The scope of the amendments is to fully transpose Directive (EU) 2019/1151 of the European Parliament and of the Council of 20 June 2019 amending Directive (EU) 2017/1132 as regards the use of digital tools and processes in company law, and to ensure legal certainty in implementing Directive (EU) 2019/2121 of the European Parliament and of the Council of 27 November 2019 amending Directive (EU) 2017/1132 as regards cross-border conversions, mergers and divisions, and to provide for ancillary matters thereto (the “Amendments”).

Part 1 of the Amendments amends the Companies Act (Systems of Interconnection of Registers Regulations) (the “SIR Regulations”).
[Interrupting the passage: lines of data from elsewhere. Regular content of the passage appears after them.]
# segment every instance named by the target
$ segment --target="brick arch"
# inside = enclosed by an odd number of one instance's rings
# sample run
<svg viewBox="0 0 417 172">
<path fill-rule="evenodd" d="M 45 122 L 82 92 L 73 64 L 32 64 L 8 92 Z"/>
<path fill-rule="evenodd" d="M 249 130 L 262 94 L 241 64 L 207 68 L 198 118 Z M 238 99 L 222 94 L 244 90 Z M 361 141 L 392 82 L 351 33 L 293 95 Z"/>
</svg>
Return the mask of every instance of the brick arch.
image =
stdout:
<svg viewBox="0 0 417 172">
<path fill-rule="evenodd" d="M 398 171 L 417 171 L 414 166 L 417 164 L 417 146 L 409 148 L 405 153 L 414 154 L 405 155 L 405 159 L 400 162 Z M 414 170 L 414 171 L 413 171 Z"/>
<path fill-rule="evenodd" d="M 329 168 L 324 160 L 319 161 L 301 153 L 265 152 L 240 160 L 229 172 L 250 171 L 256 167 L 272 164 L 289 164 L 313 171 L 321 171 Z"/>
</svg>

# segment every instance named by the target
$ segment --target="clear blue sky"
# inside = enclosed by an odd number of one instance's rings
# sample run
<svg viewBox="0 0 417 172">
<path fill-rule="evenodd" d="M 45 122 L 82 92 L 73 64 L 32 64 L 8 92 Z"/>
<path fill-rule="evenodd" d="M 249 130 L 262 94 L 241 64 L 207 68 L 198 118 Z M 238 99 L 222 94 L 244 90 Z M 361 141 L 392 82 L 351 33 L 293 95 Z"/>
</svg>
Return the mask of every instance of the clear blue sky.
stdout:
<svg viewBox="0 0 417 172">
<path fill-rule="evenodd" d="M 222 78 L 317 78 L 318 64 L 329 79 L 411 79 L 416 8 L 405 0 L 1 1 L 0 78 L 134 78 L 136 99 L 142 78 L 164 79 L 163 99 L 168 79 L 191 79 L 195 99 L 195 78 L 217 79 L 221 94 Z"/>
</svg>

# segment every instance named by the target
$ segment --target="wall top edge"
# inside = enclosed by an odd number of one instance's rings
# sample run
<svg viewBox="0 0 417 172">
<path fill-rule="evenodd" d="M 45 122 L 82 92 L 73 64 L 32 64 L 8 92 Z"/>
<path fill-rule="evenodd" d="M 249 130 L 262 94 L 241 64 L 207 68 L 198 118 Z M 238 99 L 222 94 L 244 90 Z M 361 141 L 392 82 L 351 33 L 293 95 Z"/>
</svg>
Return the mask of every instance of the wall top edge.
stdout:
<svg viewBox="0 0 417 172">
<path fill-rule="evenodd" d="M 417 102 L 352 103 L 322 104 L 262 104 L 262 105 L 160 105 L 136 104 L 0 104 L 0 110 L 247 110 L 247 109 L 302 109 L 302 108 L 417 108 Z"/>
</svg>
Additional registration requirements have now been imposed on the Registrar of Companies in Malta (the “Registrar”) whereby certain documents and relevant information received by the Registrar for registration in relation to cross-border divisions, conversions and mergers must be made publicly available through the system of interconnection of registers. Pre division, pre-conversion or pre-merger certificates must now also be made available.

Part II of the Amendments concern amendments made to the Companies Act (Use of Digital Tools and Processes) Regulations (the “DGT Regulations”). Whilst various amendments were clarificatory ones, the key amendment is that the Registrar must now ensure that documents and information relative to the submissions necessary for conducting a cross-border division, a cross-border conversion and a cross-border merger may be filed online. This is a much-welcomed amendment which will facilitate the relative processes; particularly since in such operations more than one jurisdiction will be involved.

Parts III, IV and V of the Amendments amend the Cross-border Divisions of Limited Liability Companies Regulations (the “Division Regulations”), the Cross-border Conversions of Limited Liability Companies Regulations (the “Conversion Regulations”) and the Cross-border Mergers of Limited Liability Companies Regulations (the “Merger Regulations”). The amendments made to the abovementioned regulations now provide, in line with the move towards filing documentation online, that certain key documents required in relation to the respective processes may now be submitted to the Registrar for registration by online means. These include the terms of cross-border merger, conversion and division respectively as well as, in the later stages of the process, the documents required in order to obtain the relative pre-operation certificate.

Additionally, whilst previously each of the regulations held that the approval by the general meeting of the draft terms of the cross-border division, merger or conversion respectively required a majority of sixty-seven (67)% in nominal value of shares carrying the right to vote, the Amendments have removed this threshold and now simply refer to the applicable provisions of the Companies Act. Such an amendment should alleviate any potential concerns with there being a mismatch between the requirements in the Regulations and those in a company's memorandum and articles of association. Furthermore this amendment will grant public companies (especially the listed ones) the opportunity to call a second general meeting – in terms of article 135 of the Companies Act – should they fail to satisfy the initial voting thresholds at the first meeting.

Another important amendment serves the purpose to impose an administrative penalty on every officer of the company should that company default in submitting to the Registrar for registration the resolution approving the cross-border division, merger or division respectively within the prescribed time period (being 14 days). Indeed, a second schedule has been added to each regulation which sets an administrative penalty of € 465.87 with a daily penalty of € 23.29.

With regards to the Conversion Regulations, Regulation 21(2) has been updated to now set out a prescriptive list of requirements which must be included by the foreign converting company in the draft terms of conversion when these are submitted to the Register in Malta in situations where the destination jurisdiction is Malta. These are the same as those listed in Directive (EU) 2017/1132 with certain additional formalities which are made to apply to entities coming into Malta from non- Member and / or EEA states.

Malta is continuing to move towards a more digital corporate framework through further facilitating the submission of documents to the Registrar through online means. This is more crucial than ever in a cross jurisdictional transaction since this alleviates the need to ship or transport documents by courier. This should give potential investors comfort that processes and filings are becoming ever the more predictable, cheaper and efficient.